Outro ponto importante para se atentar é o conflito de interesses que há nas declarações de personalidades públicas, pois o bitcoin e outras moedas digitais são uma ameaça ao sistema bancário tradicional. É natural que pessoas públicas ligadas a esse sistema critiquem e tracem cenários apocalíticos para as moedas digitais, estão defendendo o seu quinhão. Entre os críticos recentes estão o Ilan Goldfajn, presidente do Banco Central do Brasil, Jamie Dimon, presidente do JP Morgan, e o Warren Buffett, maior investidor de todos os tempos e grande acionista dos bancos Wells Fargo, Bank of America, M&T Bank e US Bancorp, além da agência de classificação de risco Moody’s e da bandeira de cartões American Express. Todos eles acusaram que o Bitcoin é fraude, pirâmide ou bolha e que tudo iria acabar mal. Interessante que o próprio banco JP Morgan começou a negociar com bitcoins pouco tempo depois e o seu CEO se disse “arrependido” do que tinha dito. Talvez as críticas sejam só uma forma ganhar tempo e conseguir tirar vantagem antes de uma maior popularização das criptos.

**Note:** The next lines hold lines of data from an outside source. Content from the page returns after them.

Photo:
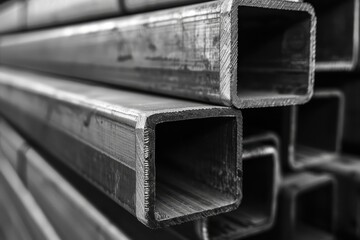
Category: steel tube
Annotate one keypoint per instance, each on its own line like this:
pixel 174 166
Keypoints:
pixel 12 16
pixel 19 209
pixel 256 214
pixel 72 214
pixel 308 207
pixel 205 52
pixel 338 32
pixel 139 149
pixel 309 133
pixel 346 170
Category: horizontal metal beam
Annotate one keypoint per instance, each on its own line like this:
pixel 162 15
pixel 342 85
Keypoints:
pixel 12 16
pixel 338 32
pixel 309 134
pixel 346 171
pixel 256 214
pixel 21 218
pixel 317 129
pixel 41 13
pixel 209 52
pixel 71 213
pixel 150 154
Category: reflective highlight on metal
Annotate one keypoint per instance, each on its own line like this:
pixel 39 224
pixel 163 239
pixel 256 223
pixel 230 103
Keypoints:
pixel 72 214
pixel 209 52
pixel 21 218
pixel 309 134
pixel 257 212
pixel 112 138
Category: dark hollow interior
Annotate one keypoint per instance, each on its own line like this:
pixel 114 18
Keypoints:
pixel 273 52
pixel 195 166
pixel 314 213
pixel 256 207
pixel 317 125
pixel 335 29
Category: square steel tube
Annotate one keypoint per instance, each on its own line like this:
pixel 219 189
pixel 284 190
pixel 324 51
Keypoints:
pixel 256 214
pixel 12 16
pixel 19 210
pixel 41 13
pixel 307 207
pixel 148 153
pixel 346 170
pixel 209 52
pixel 72 214
pixel 349 85
pixel 309 133
pixel 338 32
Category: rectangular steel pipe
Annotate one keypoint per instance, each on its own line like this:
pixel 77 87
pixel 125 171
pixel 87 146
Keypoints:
pixel 72 214
pixel 151 154
pixel 209 52
pixel 308 207
pixel 349 85
pixel 346 170
pixel 41 13
pixel 21 218
pixel 256 214
pixel 12 16
pixel 309 133
pixel 338 32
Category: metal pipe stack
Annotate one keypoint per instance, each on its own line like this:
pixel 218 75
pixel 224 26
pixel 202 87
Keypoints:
pixel 179 119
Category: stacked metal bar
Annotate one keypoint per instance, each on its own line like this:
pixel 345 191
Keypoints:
pixel 197 117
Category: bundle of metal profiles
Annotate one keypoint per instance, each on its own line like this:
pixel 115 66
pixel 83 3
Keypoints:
pixel 62 203
pixel 179 119
pixel 208 52
pixel 162 159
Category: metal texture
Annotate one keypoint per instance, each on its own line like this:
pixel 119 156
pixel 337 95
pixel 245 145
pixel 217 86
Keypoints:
pixel 349 85
pixel 41 13
pixel 210 52
pixel 12 16
pixel 132 6
pixel 309 134
pixel 256 214
pixel 346 170
pixel 307 208
pixel 153 155
pixel 337 40
pixel 22 217
pixel 70 212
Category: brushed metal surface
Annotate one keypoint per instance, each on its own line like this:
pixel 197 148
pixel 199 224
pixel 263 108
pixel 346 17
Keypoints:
pixel 209 52
pixel 109 137
pixel 24 215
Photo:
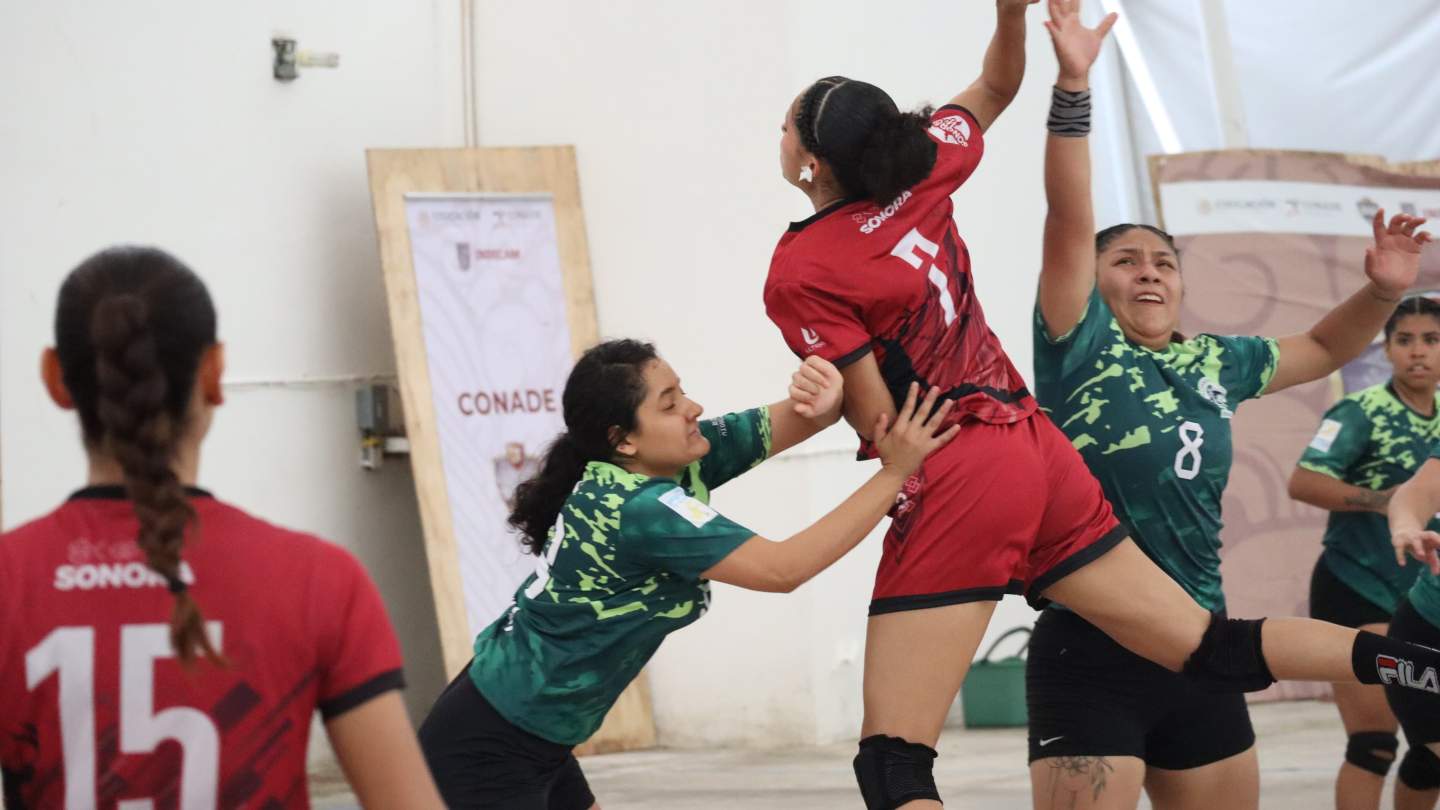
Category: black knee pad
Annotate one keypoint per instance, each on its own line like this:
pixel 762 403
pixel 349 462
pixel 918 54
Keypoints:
pixel 1229 657
pixel 892 771
pixel 1420 768
pixel 1373 751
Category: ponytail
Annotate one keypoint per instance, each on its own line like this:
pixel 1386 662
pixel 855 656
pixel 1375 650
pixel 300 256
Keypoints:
pixel 131 326
pixel 897 154
pixel 601 397
pixel 539 500
pixel 874 150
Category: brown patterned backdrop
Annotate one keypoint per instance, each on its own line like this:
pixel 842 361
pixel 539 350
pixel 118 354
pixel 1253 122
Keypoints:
pixel 1278 284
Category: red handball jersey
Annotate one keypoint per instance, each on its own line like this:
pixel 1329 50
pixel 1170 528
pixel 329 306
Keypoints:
pixel 896 281
pixel 95 709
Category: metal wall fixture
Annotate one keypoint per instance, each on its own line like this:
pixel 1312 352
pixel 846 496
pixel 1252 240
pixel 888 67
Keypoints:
pixel 288 59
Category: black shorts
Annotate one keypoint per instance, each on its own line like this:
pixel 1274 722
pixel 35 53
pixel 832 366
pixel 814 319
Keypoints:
pixel 1090 696
pixel 1414 709
pixel 481 760
pixel 1337 603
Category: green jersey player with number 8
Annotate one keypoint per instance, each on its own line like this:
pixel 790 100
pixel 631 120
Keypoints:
pixel 1149 411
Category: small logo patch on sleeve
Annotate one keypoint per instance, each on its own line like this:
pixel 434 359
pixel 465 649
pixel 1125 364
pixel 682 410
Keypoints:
pixel 1325 437
pixel 689 508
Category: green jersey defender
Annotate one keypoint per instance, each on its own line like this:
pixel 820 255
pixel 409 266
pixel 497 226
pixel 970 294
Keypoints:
pixel 621 570
pixel 1370 440
pixel 1154 427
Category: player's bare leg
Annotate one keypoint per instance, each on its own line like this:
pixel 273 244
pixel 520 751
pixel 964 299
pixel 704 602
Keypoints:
pixel 915 663
pixel 1231 783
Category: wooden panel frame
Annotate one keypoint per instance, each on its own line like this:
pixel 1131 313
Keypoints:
pixel 552 170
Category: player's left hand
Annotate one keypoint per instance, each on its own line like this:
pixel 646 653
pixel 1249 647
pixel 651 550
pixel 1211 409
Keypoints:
pixel 1419 544
pixel 817 389
pixel 1394 260
pixel 1014 5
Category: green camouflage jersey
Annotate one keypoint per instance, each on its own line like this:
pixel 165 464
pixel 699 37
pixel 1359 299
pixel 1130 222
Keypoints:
pixel 1424 594
pixel 1154 427
pixel 1370 440
pixel 621 570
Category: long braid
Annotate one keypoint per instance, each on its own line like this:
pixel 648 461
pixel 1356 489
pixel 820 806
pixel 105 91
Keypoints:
pixel 140 433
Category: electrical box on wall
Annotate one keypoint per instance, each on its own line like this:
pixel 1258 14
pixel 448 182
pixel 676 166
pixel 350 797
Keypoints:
pixel 288 59
pixel 380 420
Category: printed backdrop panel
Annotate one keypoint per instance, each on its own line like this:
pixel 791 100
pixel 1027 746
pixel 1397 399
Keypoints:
pixel 498 349
pixel 1269 242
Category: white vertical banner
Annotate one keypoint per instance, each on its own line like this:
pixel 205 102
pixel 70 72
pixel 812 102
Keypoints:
pixel 497 343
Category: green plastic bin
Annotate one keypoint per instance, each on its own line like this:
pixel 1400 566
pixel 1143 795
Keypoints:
pixel 994 691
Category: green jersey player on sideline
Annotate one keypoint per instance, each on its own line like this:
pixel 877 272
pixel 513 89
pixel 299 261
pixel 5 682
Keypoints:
pixel 1417 619
pixel 1368 444
pixel 619 519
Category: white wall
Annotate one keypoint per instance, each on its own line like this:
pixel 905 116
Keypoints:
pixel 159 123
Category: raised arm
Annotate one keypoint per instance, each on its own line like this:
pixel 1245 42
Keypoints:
pixel 1004 65
pixel 1410 509
pixel 1067 263
pixel 781 567
pixel 1391 265
pixel 1335 495
pixel 376 747
pixel 817 392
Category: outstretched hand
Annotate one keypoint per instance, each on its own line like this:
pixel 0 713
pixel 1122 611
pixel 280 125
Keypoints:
pixel 1420 545
pixel 905 444
pixel 1394 261
pixel 1014 5
pixel 1076 46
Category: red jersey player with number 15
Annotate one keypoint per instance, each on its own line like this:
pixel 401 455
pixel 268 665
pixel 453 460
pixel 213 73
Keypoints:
pixel 160 647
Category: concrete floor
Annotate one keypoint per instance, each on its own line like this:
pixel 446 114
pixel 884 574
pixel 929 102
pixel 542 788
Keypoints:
pixel 1301 747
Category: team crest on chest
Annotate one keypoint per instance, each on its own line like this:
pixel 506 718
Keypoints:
pixel 1216 394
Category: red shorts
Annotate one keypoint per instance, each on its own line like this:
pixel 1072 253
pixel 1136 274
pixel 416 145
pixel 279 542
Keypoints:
pixel 1002 509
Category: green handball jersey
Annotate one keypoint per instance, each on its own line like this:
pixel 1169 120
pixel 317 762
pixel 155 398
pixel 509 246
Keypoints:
pixel 1154 427
pixel 621 570
pixel 1375 441
pixel 1424 594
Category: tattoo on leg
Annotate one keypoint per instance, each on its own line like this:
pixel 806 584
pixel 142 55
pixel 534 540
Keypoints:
pixel 1073 774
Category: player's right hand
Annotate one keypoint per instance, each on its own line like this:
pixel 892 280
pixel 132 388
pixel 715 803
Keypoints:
pixel 1076 46
pixel 1419 544
pixel 905 444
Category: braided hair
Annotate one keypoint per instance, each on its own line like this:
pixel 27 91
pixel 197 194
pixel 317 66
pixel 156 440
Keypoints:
pixel 130 330
pixel 876 150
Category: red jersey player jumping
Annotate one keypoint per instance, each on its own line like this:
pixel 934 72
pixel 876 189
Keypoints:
pixel 879 283
pixel 157 646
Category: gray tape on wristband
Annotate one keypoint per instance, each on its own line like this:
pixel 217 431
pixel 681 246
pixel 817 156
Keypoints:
pixel 1069 113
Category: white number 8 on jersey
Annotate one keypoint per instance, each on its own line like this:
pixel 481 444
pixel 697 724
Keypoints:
pixel 1187 461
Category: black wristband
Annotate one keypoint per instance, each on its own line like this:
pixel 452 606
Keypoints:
pixel 1069 113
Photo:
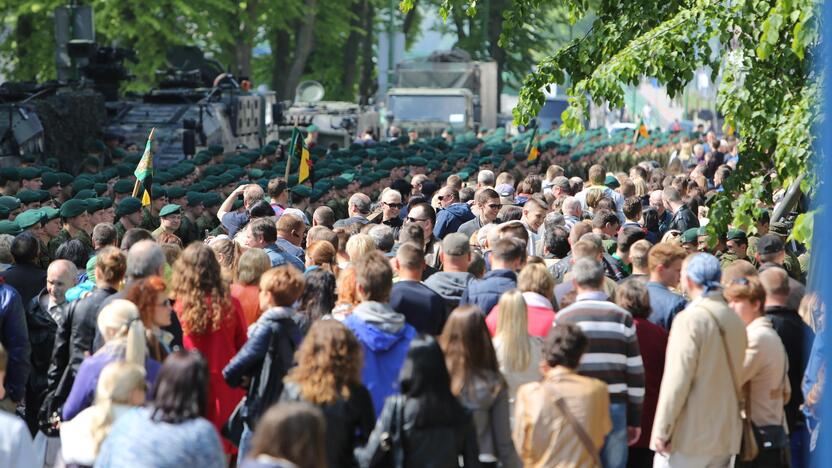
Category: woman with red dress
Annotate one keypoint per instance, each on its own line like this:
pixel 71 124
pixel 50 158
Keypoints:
pixel 212 323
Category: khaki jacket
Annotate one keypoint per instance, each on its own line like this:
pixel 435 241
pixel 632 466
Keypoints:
pixel 543 436
pixel 697 411
pixel 765 368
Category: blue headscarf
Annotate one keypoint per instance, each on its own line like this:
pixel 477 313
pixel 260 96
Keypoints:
pixel 704 270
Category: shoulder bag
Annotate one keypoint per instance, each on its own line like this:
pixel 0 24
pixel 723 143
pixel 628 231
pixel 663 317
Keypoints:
pixel 748 448
pixel 583 436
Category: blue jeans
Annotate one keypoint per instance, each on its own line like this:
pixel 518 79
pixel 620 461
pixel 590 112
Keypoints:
pixel 614 453
pixel 245 442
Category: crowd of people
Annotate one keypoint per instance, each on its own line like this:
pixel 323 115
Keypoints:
pixel 416 302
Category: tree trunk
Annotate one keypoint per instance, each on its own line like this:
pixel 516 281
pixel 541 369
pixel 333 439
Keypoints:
pixel 281 55
pixel 367 87
pixel 304 43
pixel 351 50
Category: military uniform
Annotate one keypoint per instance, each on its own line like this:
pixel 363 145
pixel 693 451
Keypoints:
pixel 149 220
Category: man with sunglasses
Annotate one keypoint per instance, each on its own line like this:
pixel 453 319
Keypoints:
pixel 391 208
pixel 488 205
pixel 453 214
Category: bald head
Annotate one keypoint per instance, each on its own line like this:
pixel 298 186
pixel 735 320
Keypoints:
pixel 60 276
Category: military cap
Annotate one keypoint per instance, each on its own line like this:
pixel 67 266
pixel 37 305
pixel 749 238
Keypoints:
pixel 29 173
pixel 780 228
pixel 690 236
pixel 128 205
pixel 170 209
pixel 176 192
pixel 29 218
pixel 123 186
pixel 73 208
pixel 85 194
pixel 50 213
pixel 28 196
pixel 9 227
pixel 9 173
pixel 11 203
pixel 82 183
pixel 737 234
pixel 195 198
pixel 769 244
pixel 49 179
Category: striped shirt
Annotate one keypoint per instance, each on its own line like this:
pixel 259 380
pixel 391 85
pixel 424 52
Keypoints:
pixel 613 355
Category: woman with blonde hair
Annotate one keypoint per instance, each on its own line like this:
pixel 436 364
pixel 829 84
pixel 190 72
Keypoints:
pixel 124 340
pixel 328 375
pixel 228 255
pixel 518 353
pixel 322 254
pixel 253 263
pixel 212 322
pixel 538 287
pixel 359 245
pixel 120 388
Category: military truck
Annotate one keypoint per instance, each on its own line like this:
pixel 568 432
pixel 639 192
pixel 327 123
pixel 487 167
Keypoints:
pixel 445 90
pixel 337 122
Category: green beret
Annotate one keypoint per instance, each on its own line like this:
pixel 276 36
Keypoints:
pixel 50 213
pixel 195 198
pixel 29 218
pixel 9 173
pixel 176 192
pixel 736 234
pixel 170 209
pixel 73 208
pixel 9 227
pixel 82 183
pixel 85 194
pixel 11 203
pixel 128 205
pixel 690 236
pixel 49 180
pixel 29 173
pixel 123 186
pixel 28 196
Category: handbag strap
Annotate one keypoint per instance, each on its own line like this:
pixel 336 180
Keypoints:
pixel 583 436
pixel 742 402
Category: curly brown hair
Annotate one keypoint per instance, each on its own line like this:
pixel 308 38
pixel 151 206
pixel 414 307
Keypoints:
pixel 199 289
pixel 329 361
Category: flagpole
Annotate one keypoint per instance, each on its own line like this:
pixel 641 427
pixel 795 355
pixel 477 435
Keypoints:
pixel 136 185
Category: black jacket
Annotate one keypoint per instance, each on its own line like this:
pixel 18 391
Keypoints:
pixel 683 219
pixel 266 357
pixel 797 338
pixel 73 342
pixel 437 446
pixel 28 280
pixel 349 423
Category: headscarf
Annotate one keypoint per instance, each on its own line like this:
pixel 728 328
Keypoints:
pixel 704 270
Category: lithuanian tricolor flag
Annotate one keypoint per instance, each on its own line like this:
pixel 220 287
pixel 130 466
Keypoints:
pixel 300 150
pixel 144 172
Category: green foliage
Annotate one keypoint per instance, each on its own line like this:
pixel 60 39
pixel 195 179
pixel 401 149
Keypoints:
pixel 760 48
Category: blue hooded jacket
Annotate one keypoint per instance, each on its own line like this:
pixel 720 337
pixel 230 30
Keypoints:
pixel 385 337
pixel 449 219
pixel 485 293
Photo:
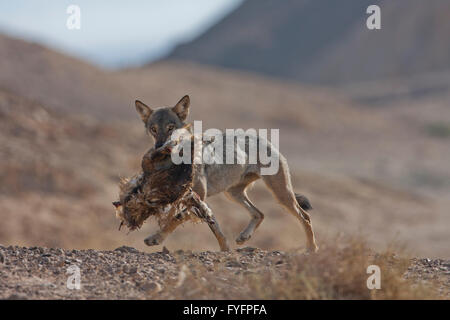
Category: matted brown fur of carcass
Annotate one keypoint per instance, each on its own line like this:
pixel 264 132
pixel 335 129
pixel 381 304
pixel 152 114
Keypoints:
pixel 162 190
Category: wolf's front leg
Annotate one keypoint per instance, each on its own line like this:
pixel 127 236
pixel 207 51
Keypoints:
pixel 214 226
pixel 166 229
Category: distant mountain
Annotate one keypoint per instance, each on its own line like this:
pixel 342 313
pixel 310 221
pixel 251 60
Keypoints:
pixel 56 80
pixel 327 41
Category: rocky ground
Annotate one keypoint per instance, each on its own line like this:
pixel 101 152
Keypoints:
pixel 126 273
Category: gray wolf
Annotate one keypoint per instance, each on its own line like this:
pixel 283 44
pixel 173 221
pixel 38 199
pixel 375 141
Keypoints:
pixel 231 179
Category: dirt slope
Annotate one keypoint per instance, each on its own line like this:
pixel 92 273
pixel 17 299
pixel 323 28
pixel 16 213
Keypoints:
pixel 247 273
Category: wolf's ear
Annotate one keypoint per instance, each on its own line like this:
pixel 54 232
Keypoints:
pixel 182 108
pixel 143 110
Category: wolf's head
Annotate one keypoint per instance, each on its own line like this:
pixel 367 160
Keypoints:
pixel 161 122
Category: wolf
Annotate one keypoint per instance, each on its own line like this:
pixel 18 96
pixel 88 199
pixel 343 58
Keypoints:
pixel 231 179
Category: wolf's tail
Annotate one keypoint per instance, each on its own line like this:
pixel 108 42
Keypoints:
pixel 303 202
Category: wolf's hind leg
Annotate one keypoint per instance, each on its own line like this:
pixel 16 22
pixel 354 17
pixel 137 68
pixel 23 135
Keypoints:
pixel 238 194
pixel 214 226
pixel 281 187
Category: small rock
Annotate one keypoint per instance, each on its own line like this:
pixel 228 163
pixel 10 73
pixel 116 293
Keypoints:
pixel 126 249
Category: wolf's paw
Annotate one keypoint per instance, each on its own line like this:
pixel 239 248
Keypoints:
pixel 243 237
pixel 154 240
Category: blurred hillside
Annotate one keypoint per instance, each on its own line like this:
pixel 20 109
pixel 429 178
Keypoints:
pixel 382 172
pixel 327 41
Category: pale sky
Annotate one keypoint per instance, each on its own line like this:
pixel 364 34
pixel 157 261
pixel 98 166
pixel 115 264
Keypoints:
pixel 114 33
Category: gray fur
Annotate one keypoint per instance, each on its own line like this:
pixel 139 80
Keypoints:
pixel 232 179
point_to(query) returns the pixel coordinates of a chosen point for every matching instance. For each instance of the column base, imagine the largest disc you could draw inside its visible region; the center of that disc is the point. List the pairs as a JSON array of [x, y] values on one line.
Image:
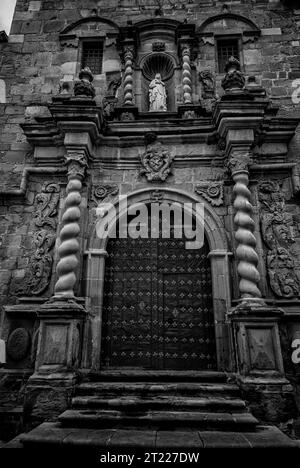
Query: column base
[[50, 388], [260, 372], [256, 339]]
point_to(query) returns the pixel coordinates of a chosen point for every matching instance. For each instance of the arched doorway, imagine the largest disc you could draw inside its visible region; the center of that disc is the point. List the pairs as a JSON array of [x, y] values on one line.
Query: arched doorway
[[157, 305]]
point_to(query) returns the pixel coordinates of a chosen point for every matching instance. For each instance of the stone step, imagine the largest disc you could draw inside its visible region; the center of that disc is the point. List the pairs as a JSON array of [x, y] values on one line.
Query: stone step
[[51, 435], [137, 375], [109, 418], [132, 403], [147, 389]]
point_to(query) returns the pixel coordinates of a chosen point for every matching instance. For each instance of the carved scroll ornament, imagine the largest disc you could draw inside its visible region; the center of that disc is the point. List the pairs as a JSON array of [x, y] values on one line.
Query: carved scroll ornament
[[278, 237], [156, 162], [39, 270]]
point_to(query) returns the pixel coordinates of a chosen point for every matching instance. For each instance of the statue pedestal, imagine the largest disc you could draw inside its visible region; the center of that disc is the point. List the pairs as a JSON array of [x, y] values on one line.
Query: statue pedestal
[[191, 111], [260, 369]]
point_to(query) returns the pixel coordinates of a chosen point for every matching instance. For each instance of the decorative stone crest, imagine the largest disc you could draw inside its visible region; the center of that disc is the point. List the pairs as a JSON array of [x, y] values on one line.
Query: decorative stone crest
[[158, 46], [77, 163], [207, 81], [83, 86], [239, 161], [39, 270], [156, 161], [18, 344], [100, 192], [211, 191], [278, 236], [234, 79], [156, 196]]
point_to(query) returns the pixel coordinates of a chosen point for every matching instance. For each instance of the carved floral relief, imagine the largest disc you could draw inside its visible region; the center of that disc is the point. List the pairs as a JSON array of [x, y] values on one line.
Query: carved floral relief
[[38, 273], [277, 234], [156, 162]]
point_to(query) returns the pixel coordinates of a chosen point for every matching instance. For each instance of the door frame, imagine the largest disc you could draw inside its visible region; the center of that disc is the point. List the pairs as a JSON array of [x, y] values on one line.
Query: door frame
[[219, 257]]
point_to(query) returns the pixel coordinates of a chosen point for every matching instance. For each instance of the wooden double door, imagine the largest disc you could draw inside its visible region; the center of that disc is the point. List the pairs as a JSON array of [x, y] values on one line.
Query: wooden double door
[[157, 308]]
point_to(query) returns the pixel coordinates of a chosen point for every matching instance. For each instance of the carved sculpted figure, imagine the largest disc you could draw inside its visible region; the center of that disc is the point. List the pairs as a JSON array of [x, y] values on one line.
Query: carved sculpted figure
[[278, 237], [157, 95], [156, 161]]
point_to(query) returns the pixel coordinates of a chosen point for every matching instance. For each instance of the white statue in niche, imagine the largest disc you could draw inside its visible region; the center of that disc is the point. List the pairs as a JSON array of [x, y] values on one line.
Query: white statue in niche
[[157, 95]]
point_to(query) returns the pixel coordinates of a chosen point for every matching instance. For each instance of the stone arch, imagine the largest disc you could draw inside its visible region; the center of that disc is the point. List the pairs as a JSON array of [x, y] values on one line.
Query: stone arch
[[90, 19], [227, 19], [219, 256], [213, 227]]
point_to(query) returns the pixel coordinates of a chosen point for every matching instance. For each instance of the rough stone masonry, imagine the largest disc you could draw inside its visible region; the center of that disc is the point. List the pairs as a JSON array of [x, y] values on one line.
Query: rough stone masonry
[[77, 131]]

Isso já foi feito no passado. John D. Rockefeller, o homem mais rico da História Moderna, chegou a fazer propaganda sobre os perigos da energia elétrica, que ameaçava o seu negócio de querosene para iluminação, assim como houve muita gente alardeando o perigo dos carros motorizados (bom mesmo eram as charretes!).

Obviamente, como em qualquer mercado (novo ou antigo), há muita oportunidade para charlatões aplicarem golpes. Entre os golpes mais comuns estão: o hackeamento de corretoras de criptomoedas (ou falso hackeamento forjado pelos donos de corretoras não sérias), por isso, é bom manter a maior parte das suas reservas em uma carteira digital que só você tenha acesso (existem várias soluções para isso); páginas falsas que tentam induzir você a digitar sua senha de acesso (isso também acontece com senhas de banco); projetos que não são criptomoedas de verdade e que escondem pirâmides e outros tipos de fraudes por trás (como o exemplo citado acima, Kriptacoin). Você vai precisar ter cuidado ao lidar com criptomoedas, assim como você precisa ter cuidado ao lidar com o dinheiro tradicional. Afinal, uma criptomoeda também é dinheiro.

Particularmente, acredito que as criptomoedas têm um potencial ainda pouco explorado e um horizonte de crescimento incrível. Vamos ver o que o futuro reserva para essa tecnologia.